Face it, if you’re leading a company, your employees are probably on edge. If they’re having to leave home and go to work, especially around others, no matter how careful the company’s been, their health can be at
stake—even fatally so. Pile on top of that the very real possibility of losing their jobs, and you’ve got a work force looking over their shoulder for the next bad news. They naturally want reassurance and answers that you may not be able to provide. Who knows where the economy’s going next? How can you expect to be reassuring when there’s nothing sure?
Oddly, times of great stress and disruption (like now) offer an unusual opportunity to step back from the madness and really take a look at what matters most, your people. Obviously, production, the market and sales figures are critical, but if the internal gears of the company, your workforce, are unaligned and out of sync, everything gets harder.
Presenting an authentic message to the buying public is one thing, but being open and honest with an entire production staff you’ve opted to furlough due to COVID requires a different skill set altogether.
If you’ve run the company as a benevolent dictatorship, all the big decisions made in the C-Suite and rolled out to be digested and acted upon, you’ll probably be less able to calm the madding crowd. But here’s the thing. If you’re an employee waiting for the next shoe to drop, knowing something is better than knowing nothing. That’s where transparency comes in.
Providing company-wide information in plain language about the market forces that threaten the company’s well-being, and why and how the tough choices are being made, while ominous, can also help bring everyone together into the same boat. If leadership is forthcoming about limiting damage, making judicious sacrifices and trying their best to keep the ship from sinking, then the rank and file will at least know they’re not alone in the struggle.
It’s also likely that there’s no better time for leadership to review and improve communications with their diverse employees.
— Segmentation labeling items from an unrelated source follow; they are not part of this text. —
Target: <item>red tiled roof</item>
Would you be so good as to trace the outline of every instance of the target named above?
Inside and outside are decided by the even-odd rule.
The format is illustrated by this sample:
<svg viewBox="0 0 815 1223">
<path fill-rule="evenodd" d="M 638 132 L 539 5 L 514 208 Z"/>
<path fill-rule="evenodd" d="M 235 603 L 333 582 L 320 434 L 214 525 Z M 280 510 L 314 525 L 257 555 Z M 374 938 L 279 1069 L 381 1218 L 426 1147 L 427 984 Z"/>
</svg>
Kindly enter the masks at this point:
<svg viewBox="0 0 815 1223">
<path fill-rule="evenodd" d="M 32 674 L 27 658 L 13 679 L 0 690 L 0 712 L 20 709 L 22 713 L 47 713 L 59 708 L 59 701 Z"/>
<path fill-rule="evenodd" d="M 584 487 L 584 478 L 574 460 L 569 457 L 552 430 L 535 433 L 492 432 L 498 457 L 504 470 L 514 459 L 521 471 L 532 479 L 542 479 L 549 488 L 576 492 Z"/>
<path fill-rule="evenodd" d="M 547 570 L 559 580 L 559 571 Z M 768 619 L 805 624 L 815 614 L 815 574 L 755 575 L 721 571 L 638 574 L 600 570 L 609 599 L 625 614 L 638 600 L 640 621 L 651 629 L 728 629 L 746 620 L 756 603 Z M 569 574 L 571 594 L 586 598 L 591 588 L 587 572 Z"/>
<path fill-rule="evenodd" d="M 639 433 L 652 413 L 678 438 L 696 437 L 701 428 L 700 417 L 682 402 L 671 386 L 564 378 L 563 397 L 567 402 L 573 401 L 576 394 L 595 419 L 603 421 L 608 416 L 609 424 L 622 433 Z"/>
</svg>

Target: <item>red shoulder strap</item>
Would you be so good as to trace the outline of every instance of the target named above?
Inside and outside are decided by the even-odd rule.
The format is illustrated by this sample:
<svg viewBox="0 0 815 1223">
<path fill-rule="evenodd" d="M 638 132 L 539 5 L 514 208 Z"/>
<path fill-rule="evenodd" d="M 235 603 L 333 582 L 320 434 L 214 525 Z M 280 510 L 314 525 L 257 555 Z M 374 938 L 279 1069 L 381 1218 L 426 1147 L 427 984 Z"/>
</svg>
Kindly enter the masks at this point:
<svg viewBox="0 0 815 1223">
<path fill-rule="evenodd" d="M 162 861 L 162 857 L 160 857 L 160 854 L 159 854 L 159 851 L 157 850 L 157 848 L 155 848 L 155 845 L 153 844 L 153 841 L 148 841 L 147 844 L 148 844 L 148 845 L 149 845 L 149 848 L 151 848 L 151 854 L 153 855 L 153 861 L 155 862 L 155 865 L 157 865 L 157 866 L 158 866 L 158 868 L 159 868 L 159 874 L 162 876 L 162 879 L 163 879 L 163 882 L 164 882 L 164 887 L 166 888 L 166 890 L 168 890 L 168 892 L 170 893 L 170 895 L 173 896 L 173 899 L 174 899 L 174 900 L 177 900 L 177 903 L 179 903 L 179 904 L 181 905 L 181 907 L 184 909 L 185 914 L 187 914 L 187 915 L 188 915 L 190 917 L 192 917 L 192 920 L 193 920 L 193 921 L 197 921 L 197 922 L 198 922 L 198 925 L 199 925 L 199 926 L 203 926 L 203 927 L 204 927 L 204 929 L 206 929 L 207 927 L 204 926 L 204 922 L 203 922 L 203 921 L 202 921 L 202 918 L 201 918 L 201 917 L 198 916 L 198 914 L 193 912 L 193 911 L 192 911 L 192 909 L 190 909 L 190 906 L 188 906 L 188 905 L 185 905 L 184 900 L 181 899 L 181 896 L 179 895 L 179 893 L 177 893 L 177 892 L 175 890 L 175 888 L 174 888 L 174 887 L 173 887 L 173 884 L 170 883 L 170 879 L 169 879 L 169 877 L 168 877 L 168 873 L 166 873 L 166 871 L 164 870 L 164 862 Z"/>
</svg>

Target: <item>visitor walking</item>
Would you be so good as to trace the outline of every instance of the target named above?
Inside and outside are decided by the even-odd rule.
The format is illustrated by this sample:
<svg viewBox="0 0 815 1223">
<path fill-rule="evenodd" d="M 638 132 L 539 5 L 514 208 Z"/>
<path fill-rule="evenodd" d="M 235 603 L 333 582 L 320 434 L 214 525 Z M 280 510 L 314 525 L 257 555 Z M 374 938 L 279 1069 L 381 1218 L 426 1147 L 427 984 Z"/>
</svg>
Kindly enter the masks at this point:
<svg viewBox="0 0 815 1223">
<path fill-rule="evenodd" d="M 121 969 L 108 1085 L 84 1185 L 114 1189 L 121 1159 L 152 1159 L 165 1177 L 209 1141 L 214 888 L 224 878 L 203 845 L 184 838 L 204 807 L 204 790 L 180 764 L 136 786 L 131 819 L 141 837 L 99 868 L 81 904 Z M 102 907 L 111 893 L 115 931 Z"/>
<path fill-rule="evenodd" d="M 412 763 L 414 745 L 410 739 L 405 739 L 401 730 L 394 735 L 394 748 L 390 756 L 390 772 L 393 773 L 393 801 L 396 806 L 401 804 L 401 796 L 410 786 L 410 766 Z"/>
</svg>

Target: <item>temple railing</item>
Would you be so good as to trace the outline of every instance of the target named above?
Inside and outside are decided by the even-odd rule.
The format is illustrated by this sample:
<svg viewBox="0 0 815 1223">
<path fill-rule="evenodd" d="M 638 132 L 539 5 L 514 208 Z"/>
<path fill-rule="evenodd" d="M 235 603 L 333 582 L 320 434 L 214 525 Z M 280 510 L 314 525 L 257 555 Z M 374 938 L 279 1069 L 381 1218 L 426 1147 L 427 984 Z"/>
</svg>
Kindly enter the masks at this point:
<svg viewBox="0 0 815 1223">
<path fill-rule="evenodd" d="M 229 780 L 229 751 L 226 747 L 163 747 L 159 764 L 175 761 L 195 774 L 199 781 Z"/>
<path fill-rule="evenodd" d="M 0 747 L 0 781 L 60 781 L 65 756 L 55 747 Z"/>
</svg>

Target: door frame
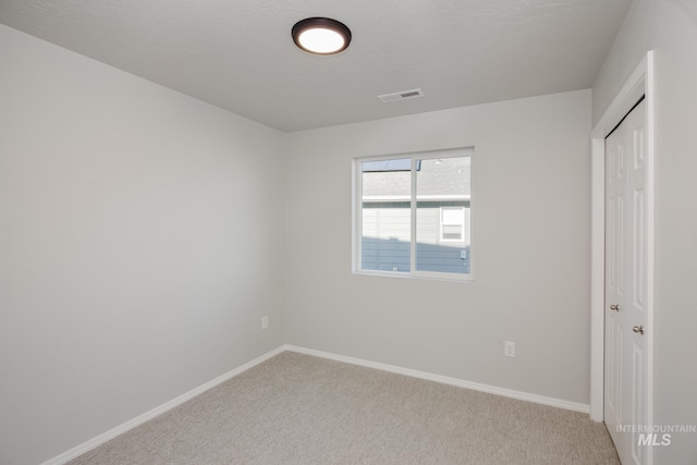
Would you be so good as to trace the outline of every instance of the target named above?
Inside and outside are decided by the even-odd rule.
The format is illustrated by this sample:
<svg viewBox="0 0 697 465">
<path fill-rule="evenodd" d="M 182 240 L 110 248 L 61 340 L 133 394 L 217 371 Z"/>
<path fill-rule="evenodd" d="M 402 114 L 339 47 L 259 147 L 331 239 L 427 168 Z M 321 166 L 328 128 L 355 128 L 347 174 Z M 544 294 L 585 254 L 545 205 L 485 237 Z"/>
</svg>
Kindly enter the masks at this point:
<svg viewBox="0 0 697 465">
<path fill-rule="evenodd" d="M 606 137 L 629 112 L 641 96 L 646 97 L 647 148 L 647 405 L 646 420 L 653 421 L 653 270 L 655 270 L 655 57 L 649 51 L 641 60 L 610 107 L 591 131 L 591 208 L 590 208 L 590 417 L 604 419 L 604 255 L 606 255 Z M 650 449 L 650 448 L 649 448 Z M 650 451 L 648 463 L 652 462 Z"/>
</svg>

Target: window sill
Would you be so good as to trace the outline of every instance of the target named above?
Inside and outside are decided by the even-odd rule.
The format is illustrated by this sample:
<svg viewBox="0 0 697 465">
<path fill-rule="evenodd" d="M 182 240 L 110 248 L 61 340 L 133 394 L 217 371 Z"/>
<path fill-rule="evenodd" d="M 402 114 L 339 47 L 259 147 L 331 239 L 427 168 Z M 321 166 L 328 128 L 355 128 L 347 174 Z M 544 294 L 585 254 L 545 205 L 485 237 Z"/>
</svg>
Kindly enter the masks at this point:
<svg viewBox="0 0 697 465">
<path fill-rule="evenodd" d="M 364 277 L 381 277 L 381 278 L 398 278 L 408 280 L 423 280 L 423 281 L 448 281 L 448 282 L 464 282 L 473 283 L 475 281 L 474 274 L 455 274 L 455 273 L 436 273 L 436 272 L 401 272 L 401 271 L 371 271 L 371 270 L 353 270 L 353 274 Z"/>
</svg>

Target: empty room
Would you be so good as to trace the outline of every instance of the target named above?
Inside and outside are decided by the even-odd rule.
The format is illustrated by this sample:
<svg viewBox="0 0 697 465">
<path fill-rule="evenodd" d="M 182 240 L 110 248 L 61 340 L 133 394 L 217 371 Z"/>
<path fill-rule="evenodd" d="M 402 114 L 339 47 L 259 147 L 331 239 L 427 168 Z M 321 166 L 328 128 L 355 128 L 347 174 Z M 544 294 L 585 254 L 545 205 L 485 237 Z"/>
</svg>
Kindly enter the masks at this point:
<svg viewBox="0 0 697 465">
<path fill-rule="evenodd" d="M 693 0 L 0 0 L 0 464 L 697 464 Z"/>
</svg>

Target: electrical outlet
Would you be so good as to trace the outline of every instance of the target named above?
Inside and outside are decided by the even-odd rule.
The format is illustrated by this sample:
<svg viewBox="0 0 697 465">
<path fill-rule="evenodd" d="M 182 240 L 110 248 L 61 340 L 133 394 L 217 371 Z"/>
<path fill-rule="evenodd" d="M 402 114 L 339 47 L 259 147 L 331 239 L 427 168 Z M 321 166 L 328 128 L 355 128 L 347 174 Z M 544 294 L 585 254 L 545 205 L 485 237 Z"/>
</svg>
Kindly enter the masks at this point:
<svg viewBox="0 0 697 465">
<path fill-rule="evenodd" d="M 505 341 L 503 343 L 503 355 L 506 357 L 515 357 L 515 342 Z"/>
</svg>

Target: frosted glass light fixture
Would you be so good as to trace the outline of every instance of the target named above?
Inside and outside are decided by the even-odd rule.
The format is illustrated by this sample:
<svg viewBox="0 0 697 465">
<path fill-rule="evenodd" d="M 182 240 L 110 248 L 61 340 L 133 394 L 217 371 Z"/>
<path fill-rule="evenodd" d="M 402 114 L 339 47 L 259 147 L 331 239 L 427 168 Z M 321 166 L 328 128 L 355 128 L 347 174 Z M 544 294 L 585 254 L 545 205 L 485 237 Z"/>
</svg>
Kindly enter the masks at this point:
<svg viewBox="0 0 697 465">
<path fill-rule="evenodd" d="M 308 17 L 293 26 L 293 41 L 302 50 L 316 54 L 339 53 L 351 44 L 345 24 L 329 17 Z"/>
</svg>

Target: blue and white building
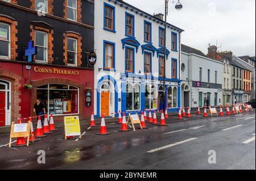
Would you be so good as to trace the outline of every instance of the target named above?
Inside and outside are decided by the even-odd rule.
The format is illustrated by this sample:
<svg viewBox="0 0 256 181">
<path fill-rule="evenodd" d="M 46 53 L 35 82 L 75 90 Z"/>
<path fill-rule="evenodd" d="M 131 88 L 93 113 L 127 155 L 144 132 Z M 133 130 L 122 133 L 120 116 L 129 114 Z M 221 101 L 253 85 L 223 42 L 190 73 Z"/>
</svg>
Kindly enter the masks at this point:
<svg viewBox="0 0 256 181">
<path fill-rule="evenodd" d="M 150 15 L 121 0 L 95 1 L 94 115 L 181 107 L 183 30 L 167 28 L 163 103 L 163 15 Z"/>
</svg>

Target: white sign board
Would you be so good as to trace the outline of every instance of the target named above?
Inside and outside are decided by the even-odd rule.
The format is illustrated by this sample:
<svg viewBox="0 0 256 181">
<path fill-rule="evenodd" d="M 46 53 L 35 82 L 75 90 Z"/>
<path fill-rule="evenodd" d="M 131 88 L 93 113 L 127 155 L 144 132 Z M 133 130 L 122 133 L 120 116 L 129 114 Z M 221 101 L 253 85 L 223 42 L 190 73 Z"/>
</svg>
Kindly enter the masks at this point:
<svg viewBox="0 0 256 181">
<path fill-rule="evenodd" d="M 26 132 L 27 123 L 14 124 L 14 133 Z"/>
</svg>

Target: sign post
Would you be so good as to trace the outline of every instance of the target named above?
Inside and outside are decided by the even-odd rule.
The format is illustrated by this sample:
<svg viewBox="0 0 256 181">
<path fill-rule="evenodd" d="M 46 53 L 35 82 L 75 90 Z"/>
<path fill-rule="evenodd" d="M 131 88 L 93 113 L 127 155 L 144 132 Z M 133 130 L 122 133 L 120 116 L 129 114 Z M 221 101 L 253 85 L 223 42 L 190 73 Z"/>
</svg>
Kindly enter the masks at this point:
<svg viewBox="0 0 256 181">
<path fill-rule="evenodd" d="M 79 136 L 80 138 L 82 138 L 81 136 L 80 123 L 78 116 L 65 116 L 64 123 L 65 140 L 67 140 L 67 136 Z"/>
</svg>

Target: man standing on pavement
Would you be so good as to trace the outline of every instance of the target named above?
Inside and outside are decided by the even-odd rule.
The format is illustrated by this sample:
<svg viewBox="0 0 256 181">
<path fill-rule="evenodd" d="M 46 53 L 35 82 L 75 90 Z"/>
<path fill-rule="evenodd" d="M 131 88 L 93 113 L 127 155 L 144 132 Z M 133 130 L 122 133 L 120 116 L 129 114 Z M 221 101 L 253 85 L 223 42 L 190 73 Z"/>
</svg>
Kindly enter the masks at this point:
<svg viewBox="0 0 256 181">
<path fill-rule="evenodd" d="M 36 120 L 38 120 L 38 116 L 41 116 L 41 122 L 42 126 L 44 125 L 44 117 L 42 116 L 43 114 L 46 114 L 46 107 L 44 104 L 41 102 L 39 99 L 36 99 L 36 103 L 34 105 L 34 112 L 36 113 L 38 118 Z"/>
</svg>

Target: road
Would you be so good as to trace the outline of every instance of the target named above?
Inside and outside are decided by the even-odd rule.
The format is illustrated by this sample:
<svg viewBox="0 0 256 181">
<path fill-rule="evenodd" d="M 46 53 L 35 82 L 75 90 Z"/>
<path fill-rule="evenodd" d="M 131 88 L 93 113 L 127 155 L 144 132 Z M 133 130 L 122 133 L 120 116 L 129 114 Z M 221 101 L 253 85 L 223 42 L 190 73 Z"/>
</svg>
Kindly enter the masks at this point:
<svg viewBox="0 0 256 181">
<path fill-rule="evenodd" d="M 111 134 L 106 136 L 96 134 L 99 127 L 82 125 L 82 140 L 65 141 L 59 129 L 28 148 L 3 146 L 9 138 L 2 133 L 0 169 L 255 170 L 255 111 L 218 117 L 193 115 L 183 120 L 171 117 L 168 126 L 147 123 L 150 128 L 135 132 L 119 132 L 120 125 L 107 124 Z M 45 164 L 38 163 L 39 150 L 46 152 Z"/>
</svg>

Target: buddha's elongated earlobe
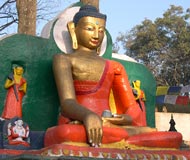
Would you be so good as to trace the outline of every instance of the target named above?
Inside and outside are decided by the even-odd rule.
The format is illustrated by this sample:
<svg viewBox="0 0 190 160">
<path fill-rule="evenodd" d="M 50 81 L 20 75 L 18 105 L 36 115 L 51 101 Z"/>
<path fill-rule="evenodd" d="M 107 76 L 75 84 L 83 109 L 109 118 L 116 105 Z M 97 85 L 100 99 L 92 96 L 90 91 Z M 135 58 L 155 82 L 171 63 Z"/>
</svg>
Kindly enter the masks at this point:
<svg viewBox="0 0 190 160">
<path fill-rule="evenodd" d="M 71 35 L 72 47 L 73 47 L 73 49 L 77 49 L 78 48 L 78 42 L 77 42 L 77 37 L 75 34 L 75 24 L 73 22 L 68 22 L 67 28 L 68 28 L 69 33 Z"/>
</svg>

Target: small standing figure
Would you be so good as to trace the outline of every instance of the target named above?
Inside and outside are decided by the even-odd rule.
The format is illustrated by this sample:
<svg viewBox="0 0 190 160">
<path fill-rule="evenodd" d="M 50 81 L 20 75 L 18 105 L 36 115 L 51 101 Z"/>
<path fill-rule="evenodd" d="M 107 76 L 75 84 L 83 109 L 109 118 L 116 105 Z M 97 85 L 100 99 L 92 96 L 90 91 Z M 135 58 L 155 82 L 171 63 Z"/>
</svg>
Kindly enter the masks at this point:
<svg viewBox="0 0 190 160">
<path fill-rule="evenodd" d="M 14 125 L 11 123 L 8 124 L 8 139 L 9 144 L 12 145 L 24 145 L 26 147 L 30 146 L 27 139 L 29 137 L 29 127 L 24 126 L 22 119 L 18 119 L 14 122 Z"/>
<path fill-rule="evenodd" d="M 11 119 L 15 116 L 22 118 L 22 99 L 26 94 L 27 83 L 22 77 L 23 67 L 16 66 L 6 79 L 4 87 L 8 90 L 2 118 Z"/>
<path fill-rule="evenodd" d="M 135 95 L 135 99 L 137 103 L 139 104 L 139 107 L 141 108 L 141 111 L 144 112 L 143 122 L 146 124 L 146 108 L 144 102 L 146 101 L 145 93 L 143 90 L 141 90 L 141 81 L 140 80 L 135 80 L 133 81 L 133 93 Z"/>
</svg>

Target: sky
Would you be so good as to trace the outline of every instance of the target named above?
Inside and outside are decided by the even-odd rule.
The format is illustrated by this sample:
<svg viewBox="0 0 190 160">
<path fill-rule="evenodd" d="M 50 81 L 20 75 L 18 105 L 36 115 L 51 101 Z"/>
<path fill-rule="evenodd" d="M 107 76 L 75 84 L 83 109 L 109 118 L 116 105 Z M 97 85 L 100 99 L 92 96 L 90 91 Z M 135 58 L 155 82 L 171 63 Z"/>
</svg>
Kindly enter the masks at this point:
<svg viewBox="0 0 190 160">
<path fill-rule="evenodd" d="M 60 0 L 60 7 L 70 6 L 78 0 Z M 154 21 L 162 17 L 170 5 L 182 6 L 184 11 L 190 8 L 190 0 L 100 0 L 100 12 L 107 15 L 107 30 L 113 42 L 119 32 L 130 31 L 146 18 Z"/>
</svg>

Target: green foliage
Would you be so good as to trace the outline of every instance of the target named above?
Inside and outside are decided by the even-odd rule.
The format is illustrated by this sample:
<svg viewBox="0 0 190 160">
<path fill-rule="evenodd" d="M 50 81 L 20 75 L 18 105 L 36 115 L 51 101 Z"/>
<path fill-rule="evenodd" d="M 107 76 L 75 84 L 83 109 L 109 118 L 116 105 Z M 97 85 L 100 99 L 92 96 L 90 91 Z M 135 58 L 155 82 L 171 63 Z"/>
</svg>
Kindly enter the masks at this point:
<svg viewBox="0 0 190 160">
<path fill-rule="evenodd" d="M 188 84 L 190 77 L 190 9 L 171 5 L 154 22 L 145 19 L 130 32 L 120 34 L 125 54 L 145 64 L 157 85 Z"/>
</svg>

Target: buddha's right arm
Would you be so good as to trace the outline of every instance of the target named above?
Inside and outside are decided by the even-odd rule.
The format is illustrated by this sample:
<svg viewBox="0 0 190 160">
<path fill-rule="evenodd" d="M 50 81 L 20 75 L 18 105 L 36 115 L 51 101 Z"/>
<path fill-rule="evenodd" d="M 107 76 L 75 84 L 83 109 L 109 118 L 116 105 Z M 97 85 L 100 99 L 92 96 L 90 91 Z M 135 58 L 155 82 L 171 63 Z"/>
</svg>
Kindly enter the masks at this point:
<svg viewBox="0 0 190 160">
<path fill-rule="evenodd" d="M 53 72 L 62 115 L 74 120 L 84 121 L 84 118 L 92 112 L 81 106 L 76 100 L 70 59 L 63 54 L 55 55 L 53 58 Z"/>
<path fill-rule="evenodd" d="M 11 87 L 13 85 L 14 85 L 14 81 L 7 79 L 4 87 L 5 87 L 5 89 L 8 89 L 9 87 Z"/>
</svg>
If you’re aware of the issues surrounding Black Lives Matter, and that the impact of COVID has been disproportionately devastating to people of color, then you must also know your diverse employees are having an especially difficult time. Their voices, their fears and concerns need to be known.
If you’re in company leadership, it might be a good idea to solicit those opinions, create a Zoom call, invite your diverse employees to speak their minds to the C-Suite, then sit back and listen. It promises to be emotional, educational, and almost certainly productive in terms of understanding and finding heretofore unconsidered ways to help.
Whether putting out a press release to the public or a company-wide memo, none of this is easy. And in the end, it’s not just words that matter. Being human matters too. Especially in times when huge disruptions can reveal the character of a company. But with solid leadership, a healthy company contributes to communities in need, comes together under a well-communicated creed, finds strength of unity, and lives to fight another day.